I’ve been writing on marriage for almost three years now. Yet just this past week I had a huge “aha” discovery regarding the word surrender. I have no idea how it took me so long to see this.
When you hear the word “surrender,” what do you think of? Defeat? Loss? Giving up? Being taken captive? Waving the white flag? A lost cause?
But none of these are the kind of things I refer to when I talk about a “surrendered marriage.” Oh no, not at all!!!
So what does surrender have to do with marriage?
The word surrender actually comes from two Anglo-Norman French words: Sur and render. Let’s break it down
1. Sur – a prefix meaning over and above. Think surcharge or surtax. Something you pay over and above regular charges or normal taxes.
2. Render – to give. To hand over. To abandon oneself entirely to.
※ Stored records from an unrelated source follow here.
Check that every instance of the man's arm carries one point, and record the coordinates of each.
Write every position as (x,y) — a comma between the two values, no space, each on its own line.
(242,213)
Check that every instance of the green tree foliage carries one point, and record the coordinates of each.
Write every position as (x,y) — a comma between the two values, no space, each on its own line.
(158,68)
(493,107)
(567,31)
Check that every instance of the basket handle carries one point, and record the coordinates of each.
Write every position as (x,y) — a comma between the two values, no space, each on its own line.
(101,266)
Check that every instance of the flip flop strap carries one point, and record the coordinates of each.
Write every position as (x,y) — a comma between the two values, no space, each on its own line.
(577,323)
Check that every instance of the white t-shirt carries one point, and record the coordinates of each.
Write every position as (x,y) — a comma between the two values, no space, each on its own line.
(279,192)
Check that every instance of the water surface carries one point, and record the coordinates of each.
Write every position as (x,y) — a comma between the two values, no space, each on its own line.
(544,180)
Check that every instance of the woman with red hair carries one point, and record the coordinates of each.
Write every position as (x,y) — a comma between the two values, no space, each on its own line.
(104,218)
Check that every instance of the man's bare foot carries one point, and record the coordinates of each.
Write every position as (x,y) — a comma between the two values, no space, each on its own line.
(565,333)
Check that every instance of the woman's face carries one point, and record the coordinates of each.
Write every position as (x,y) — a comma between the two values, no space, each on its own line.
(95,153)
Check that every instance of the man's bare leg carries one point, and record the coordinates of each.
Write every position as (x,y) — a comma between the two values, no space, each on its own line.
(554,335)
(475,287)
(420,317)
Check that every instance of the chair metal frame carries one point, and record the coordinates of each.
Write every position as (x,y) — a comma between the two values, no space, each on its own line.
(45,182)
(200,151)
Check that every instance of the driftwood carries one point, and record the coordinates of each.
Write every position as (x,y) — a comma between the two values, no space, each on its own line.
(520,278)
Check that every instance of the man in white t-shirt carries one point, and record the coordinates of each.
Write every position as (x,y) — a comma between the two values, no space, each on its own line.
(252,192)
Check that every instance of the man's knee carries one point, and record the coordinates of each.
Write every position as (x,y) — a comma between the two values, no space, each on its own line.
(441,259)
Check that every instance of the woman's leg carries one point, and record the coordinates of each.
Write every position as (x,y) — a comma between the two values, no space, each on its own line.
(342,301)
Put these two together and what do you have? You have the very heart of marital surrender.
To go over and above in giving to your spouse, including giving yourself.
And Then Some
Surrender within marriage, in essence, means the surrender of self. Self-centeredness, self-protection, self-promotion and self-reliance have no place in a surrendered marriage. It means not looking so much to your rights as to your responsibilities and to the good of your relationship. It may involve laying aside your personal preferences, sacrificing your self for the sake of your spouse and the good of your marriage.
This is not giving out of compulsion or duty, but out of love and a desire to see your wife or husband thrive.
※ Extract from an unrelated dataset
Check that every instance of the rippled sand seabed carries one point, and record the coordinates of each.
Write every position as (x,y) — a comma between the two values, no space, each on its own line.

It is also not giving in order to earn love. No, in a surrendered marriage, you already believe in the love of your spouse. You give from the place of love not to get it. You also give out of the tremendous well of grace and love that you have been given in Christ.
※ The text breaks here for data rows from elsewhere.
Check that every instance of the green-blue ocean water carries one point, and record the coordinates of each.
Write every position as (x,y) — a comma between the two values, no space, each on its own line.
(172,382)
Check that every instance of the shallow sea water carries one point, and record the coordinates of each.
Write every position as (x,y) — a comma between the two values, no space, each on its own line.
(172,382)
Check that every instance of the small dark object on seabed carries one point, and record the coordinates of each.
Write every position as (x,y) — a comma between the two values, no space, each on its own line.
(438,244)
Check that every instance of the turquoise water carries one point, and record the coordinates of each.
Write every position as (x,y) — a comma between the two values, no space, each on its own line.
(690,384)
It is not giving to get, either. It’s not a mindset of “I’ll scratch your back, but you better scratch mine at least as much if not a little more.” That’s self-serving and manipulative. We are after unconditional love.
Surrender means giving in order to bless and giving to foster intimacy. It means learning what love looks like to your spouse, and then doing that in the little things every day.
Surrender means giving your spouse what he or she needs from you – and then some. Try to out-give, out-bless, and out-love each other. That is the only kind of competition that belongs in a surrendered marriage.
Holding Nothing Back
A surrendered marriage means giving yourself to your spouse 100%, and holding nothing back, abandoning yourself.
Today everyone is talking about 50-50 marriages, where the goal is to make everything equal and fair. I’m suggesting you subscribe to a different paradigm. I suggest a 100-100 marriage is more in keeping with the biblical model of marriage, that is Christ and the church. That is living as one flesh.
Giving yourself means being willing to be totally naked before your spouse in every sense (emotionally, physically, spiritually). Are you bold enough to be naked without shame?
Now to be clear, giving yourself is not denying who you are, but bringing the fullness of who you are into your marriage in order to serve and bless your spouse and strengthen your relationship. Just like Jesus brought the fullness of himself, fully God and fully man, to the cross for our benefit, in order to live in intimacy with us forever:
Mostly what God does is love you. Keep company with him and learn a life of love. Observe how Christ loved us. His love was not cautious but extravagant. He didn’t love in order to get something from us but to give everything of himself to us. Love like that.
Ephesians 5:2 (MSG)
Surrender is not a natural or easy thing for most of us. Something in us resists the notion. Certainly, it isn’t prevalent in society at large, where seemingly everything is about “me.”
Yet surrender is the very thing we are called to in marriage as God designed it. I’m certain of that fact.
What do you think of my surrender surprise? Does my definition of surrender make sense to you? Where have you struggled with surrender as I have defined it?